Calculation of different natural frequencies of a material

[Akshay Gundeti]

Hi,
As far as I know, every material has different sets of natural frequencies associated with it.

For example,
A simple one dimensional oscillator with stiffness "k" and mass "m" has a formula for calculating its natural frequency = 1/2pie*squareroot(k/m). I was wondering if there are different natural frequencies associated with this oscillator then how will we calculate the other frequencies.

Is is just the integer multiple of the above frequency?

Thanks,

 

[ash64449]

According to me this system has only One natural frequency. Because there is no other value of the frequency that satisfies the equation mω^2=k, since m and k are constants and hence only one ω is possible or one frequency possible.

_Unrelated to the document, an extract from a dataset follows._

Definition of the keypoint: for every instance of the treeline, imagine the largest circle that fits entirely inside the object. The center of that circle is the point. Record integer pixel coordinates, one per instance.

EDIT: well, there are systems which can vibrate with more that one frequency. For example the standing waves produced in a stretched string. Well, these are obtained by solving equations, the possible frequency it can vibrate. Here by equation,only one frequency is possible.

 

[theodoros.mihos]

On atomic states, oscillators energy hasn't continues values. Thus, energy interactions limited to these (quantum) amounts of energy.
Because most of local potentials inside atoms likes to harmonic oscillator potential, these energy amounts are like integer products of a basic amount $\hbar\omega$. This is analogue to the static wave conditions for sound waves.

 

[nasu]

Hi,
As far as I know, every material has different sets of natural frequencies associated with it.

For example,
A simple one dimensional oscillator with stiffness "k" and mass "m" has a formula for calculating its natural frequency = 1/2pie*squareroot(k/m). I was wondering if there are different natural frequencies associated with this oscillator then how will we calculate the other frequencies.

Is is just the integer multiple of the above frequency?

Thanks,

As was mentioned already, the simple harmonic oscillator has only one proper (or "natural") frequency.
More complicated systems have more than one proper frequency. They are also called normal modes frequencies. There are formulas for simple geometric shapes and appropriate boundary conditions. The frequencies may or my not be multiples of a fundamental frequency.
For example, a cord fixed at the ends has frequencies that are multiples of the fundamental. A membrane (like a drum) fixed around the edge does not. The ratios between frequencies are not integer numbers.

 

[Akshay Gundeti]

Thank you all very much for the explanations. Doubt cleared! :)

I really appreciate them.

Thanks,

 

[rumborak]

It's probably worth pointing out that usually integer multiples of the natural resonance frequency create resonance too, just to a lesser degree. Those are the harmonics of that frequency (in music called overtones).